Mr Singh was found to have been negligent and to have provided a false or misleading certificate of compliance. The prescribed electrical work he carried out fell below acceptable standards. There were numerous contraventions. Mr Singh was also found to have engaged another unsupervised electrical worker to carry out work outside of his limits.

The Board cancelled Mr Singh’s licence and registration for one year. It noted that there was a pattern of substandard work and compliance issues. It considered that there was a high risk of reoffending and that there was a need to protect the public. The Board also imposed costs of $1,000 and ordered that the matter be published.

Prem Singh
EW 087483
Electrician
CE21809

Mr Singh was again found to have carried out prescribed electrical work in a negligent manner and to have provided a false or misleading certificate of compliance.

In conjunction with the above matter the Board cancelled Mr Singh’s licence and registration for one year and imposed costs of $1,000. It ordered that the matter be published.

June

Three electrical workers were disciplined. One, Mr Al Hakeem, has had his licence suspended until such time as he re-establishes his competence.

Practitioner 1

The electrical worker was found to have carried out prescribed electrical work in a negligent manner and to have failed to issue an electrical safety certificate and to have issued a false or misleading certificate of compliance. The negligence included a failure to carry out required tests.

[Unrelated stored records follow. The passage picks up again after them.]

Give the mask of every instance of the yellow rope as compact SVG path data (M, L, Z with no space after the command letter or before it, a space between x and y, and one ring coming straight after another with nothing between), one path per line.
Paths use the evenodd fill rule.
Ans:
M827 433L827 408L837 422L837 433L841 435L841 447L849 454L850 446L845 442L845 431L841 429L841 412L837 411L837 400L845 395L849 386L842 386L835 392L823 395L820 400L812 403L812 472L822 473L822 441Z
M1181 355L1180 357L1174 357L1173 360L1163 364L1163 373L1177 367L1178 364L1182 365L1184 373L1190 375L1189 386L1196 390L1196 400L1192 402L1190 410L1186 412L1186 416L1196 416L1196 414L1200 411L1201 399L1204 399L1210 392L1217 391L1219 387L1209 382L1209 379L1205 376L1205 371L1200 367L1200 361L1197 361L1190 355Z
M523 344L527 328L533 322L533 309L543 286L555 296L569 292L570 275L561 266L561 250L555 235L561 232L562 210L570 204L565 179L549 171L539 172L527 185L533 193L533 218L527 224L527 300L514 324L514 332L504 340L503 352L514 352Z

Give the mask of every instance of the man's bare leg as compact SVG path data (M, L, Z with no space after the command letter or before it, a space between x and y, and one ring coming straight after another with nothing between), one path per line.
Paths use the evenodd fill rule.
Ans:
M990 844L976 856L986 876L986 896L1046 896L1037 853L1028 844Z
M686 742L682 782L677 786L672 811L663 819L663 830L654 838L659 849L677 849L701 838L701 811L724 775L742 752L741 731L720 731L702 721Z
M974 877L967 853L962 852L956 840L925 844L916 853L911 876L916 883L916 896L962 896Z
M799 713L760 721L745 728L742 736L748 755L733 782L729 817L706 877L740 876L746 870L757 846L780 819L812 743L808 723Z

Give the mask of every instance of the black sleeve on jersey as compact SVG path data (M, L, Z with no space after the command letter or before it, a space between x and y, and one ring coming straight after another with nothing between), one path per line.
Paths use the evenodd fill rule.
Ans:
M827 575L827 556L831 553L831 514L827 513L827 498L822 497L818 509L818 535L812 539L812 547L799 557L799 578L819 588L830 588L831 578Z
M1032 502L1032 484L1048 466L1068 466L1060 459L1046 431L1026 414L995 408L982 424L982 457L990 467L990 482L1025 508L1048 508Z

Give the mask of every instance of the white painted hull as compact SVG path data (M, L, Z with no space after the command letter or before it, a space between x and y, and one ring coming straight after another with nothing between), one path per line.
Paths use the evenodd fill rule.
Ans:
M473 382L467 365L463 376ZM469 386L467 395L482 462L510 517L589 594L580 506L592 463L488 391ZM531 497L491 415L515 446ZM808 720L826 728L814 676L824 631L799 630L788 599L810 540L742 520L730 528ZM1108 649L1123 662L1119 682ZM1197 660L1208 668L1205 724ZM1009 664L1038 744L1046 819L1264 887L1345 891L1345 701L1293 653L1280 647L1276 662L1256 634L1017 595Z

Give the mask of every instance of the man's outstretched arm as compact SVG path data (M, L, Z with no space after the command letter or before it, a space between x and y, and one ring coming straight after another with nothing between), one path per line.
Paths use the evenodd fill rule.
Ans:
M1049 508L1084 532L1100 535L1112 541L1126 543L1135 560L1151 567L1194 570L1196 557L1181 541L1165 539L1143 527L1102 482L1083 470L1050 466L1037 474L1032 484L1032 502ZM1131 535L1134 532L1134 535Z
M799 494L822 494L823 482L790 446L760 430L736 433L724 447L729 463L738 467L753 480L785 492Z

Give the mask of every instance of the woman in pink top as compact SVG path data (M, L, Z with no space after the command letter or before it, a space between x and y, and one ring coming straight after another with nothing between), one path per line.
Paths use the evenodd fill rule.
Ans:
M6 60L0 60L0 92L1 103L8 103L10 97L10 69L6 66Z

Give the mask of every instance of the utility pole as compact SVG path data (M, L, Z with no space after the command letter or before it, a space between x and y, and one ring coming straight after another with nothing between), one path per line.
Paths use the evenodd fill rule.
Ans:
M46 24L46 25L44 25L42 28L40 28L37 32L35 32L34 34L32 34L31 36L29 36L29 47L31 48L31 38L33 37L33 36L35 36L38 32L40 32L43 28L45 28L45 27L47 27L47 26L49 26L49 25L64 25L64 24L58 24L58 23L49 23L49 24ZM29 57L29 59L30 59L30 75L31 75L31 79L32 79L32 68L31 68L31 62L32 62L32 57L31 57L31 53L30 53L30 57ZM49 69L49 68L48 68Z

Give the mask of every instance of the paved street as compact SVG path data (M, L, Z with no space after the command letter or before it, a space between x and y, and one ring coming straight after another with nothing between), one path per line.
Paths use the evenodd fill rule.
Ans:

The Board’s starting point was a fine of $2,000. It reduced this to $500 on the basis that the electrical worker undertook, at his own instigation, training to address matters raised in the complaint. He also cooperated and the matter was dealt with on an agreed statement of facts.

Practitioner 2

The case involved allowing an unauthorised person to carry out prescribed electrical work and providing a false or misleading certificate of compliance. The person who had carried out the work was a trainee whose limited certificate had lapsed meaning that the work he could do was restricted. 

The electrical worker was fined $500 and ordered to pay costs of $250. The Board took into account that the electrical worker had reviewed and changed his work practices and had accepted responsibility.  

Yasir Hameed also known as Yasser Al Hakeem
Electrical Service Technician
EST 241390

Mr Al Hakeem was found to have committed multiple disciplinary offences. These included negligently creating a risk of serious harm or significant property damage, carrying out work outside of his limits and providing a false or misleading certificate of compliance. The matter related to work in a body protected area. Mr Al Hakeem was unaware and did not apply requirements of standards that should have been used. He also displayed substandard and noncompliant workmanship.

The Board was concerned at the level of noncompliance and Mr Al Hakeem’s lack of knowledge in the area he worked in. Given this, the Board found that Mr Al Hakeem’s licence should be suspended until such time as he completes, at his own cost, the training courses specified for an EST and the satisfactory completion of the EST written examination and the EST practical assessment. Costs of $2,000 were ordered as was publication.